Flute lessons, however, were a battle I was not willing to fight. Julia was getting plenty of music education with her violin, and she objected to double duty on instrumental music. The flute had been my concession to our local school system, which has no string program. The small middle school Julia would be attending the following year offered band as its only in-school music, and in preparation, Julia's peers were picking up trumpets and clarinets and saxophones. If she wanted to join them in the fall, she needed to start practicing.
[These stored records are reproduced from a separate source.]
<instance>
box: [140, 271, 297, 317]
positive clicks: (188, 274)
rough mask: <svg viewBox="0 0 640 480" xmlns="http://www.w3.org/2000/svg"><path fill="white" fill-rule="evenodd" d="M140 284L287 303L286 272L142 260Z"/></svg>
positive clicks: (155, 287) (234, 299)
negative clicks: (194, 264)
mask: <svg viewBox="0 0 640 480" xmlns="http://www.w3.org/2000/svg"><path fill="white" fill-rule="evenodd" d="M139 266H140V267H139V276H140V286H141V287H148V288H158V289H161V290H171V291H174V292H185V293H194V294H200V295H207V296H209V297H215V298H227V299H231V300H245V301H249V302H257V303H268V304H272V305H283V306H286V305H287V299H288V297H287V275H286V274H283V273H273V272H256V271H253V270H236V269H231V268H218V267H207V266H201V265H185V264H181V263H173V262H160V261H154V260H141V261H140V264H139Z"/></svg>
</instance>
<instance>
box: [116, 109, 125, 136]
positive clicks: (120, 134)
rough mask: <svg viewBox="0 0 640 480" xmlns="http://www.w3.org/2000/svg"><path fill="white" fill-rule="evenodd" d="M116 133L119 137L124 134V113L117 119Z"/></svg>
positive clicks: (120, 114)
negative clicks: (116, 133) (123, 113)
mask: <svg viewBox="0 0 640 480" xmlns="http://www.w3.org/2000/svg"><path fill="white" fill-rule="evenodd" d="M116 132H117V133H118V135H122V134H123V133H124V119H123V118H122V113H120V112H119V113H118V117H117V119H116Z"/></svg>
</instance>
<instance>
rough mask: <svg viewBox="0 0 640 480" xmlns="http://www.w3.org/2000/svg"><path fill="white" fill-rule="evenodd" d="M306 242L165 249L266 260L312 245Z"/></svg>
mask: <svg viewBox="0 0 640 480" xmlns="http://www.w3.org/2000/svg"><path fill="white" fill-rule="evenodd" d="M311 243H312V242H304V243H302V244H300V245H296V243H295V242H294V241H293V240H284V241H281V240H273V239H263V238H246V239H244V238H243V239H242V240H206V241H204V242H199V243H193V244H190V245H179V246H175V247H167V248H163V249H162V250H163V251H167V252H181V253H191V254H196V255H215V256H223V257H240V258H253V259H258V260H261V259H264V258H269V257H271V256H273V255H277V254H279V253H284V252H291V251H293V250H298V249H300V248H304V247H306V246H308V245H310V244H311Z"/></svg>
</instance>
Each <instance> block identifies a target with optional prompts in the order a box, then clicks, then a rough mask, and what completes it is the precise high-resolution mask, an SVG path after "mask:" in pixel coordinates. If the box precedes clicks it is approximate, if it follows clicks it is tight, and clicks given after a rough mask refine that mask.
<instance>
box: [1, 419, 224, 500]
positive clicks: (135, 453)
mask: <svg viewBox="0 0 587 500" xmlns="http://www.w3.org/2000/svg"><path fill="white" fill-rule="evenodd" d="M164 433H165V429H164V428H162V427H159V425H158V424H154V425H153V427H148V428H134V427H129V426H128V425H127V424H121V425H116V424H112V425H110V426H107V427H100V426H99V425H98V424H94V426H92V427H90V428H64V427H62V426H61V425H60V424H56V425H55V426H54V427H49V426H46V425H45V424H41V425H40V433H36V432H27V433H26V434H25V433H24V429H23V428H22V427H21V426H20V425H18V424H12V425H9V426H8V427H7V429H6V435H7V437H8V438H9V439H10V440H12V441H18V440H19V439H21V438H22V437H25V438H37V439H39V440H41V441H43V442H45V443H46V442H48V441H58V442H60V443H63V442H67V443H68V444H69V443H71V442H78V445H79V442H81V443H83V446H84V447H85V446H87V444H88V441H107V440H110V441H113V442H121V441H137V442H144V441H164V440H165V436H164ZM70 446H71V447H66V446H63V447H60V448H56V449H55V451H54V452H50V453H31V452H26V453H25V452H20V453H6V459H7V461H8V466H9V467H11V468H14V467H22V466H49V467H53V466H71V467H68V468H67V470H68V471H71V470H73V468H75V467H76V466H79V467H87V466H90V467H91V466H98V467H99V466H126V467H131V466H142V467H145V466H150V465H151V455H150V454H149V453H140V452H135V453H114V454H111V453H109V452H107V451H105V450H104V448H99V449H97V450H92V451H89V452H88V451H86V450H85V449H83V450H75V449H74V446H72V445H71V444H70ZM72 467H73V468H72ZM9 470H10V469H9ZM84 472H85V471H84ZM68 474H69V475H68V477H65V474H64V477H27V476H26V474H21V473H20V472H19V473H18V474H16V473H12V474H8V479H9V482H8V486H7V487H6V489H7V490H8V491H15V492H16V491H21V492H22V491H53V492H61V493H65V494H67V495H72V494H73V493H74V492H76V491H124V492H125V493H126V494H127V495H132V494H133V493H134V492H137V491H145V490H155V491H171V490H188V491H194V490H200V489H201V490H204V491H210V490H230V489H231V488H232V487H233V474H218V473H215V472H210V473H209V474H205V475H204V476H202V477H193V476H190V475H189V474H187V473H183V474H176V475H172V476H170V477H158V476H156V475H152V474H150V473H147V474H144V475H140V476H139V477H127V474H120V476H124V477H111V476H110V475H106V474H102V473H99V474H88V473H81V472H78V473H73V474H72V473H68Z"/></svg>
Julia's flute, however, soon returned to its shelf in VMI's instrument room, and I wouldn't have minded its disappearance, except that her French lessons didn't seem to be faring much better. John readily admitted that he had no curricular plan for French—no schedule for what they should achieve each week, or each month. His approach to language instruction was entirely free-form; they would start at lesson one and go from there.

“Bonjour!”
he said to Julia on the first day.
“Je m'appelle John! Et toi?”

On day two he repeated the same few words, as he did on days three and four. Sometimes he offered written assignments; sometimes he skipped French altogether. The results were unsurprisingly slow, since real progress in a foreign language requires daily practice. Two sessions each week couldn't impress a new vocabulary upon Julia's brain.

“You know,” John said, sighing, “I'll go over how you say hello and ‘how old are you,' and ‘where's the bathroom,' and in three days she's forgotten everything. She has no concept of
keeping it in her head and using it as a language that other people actually speak.”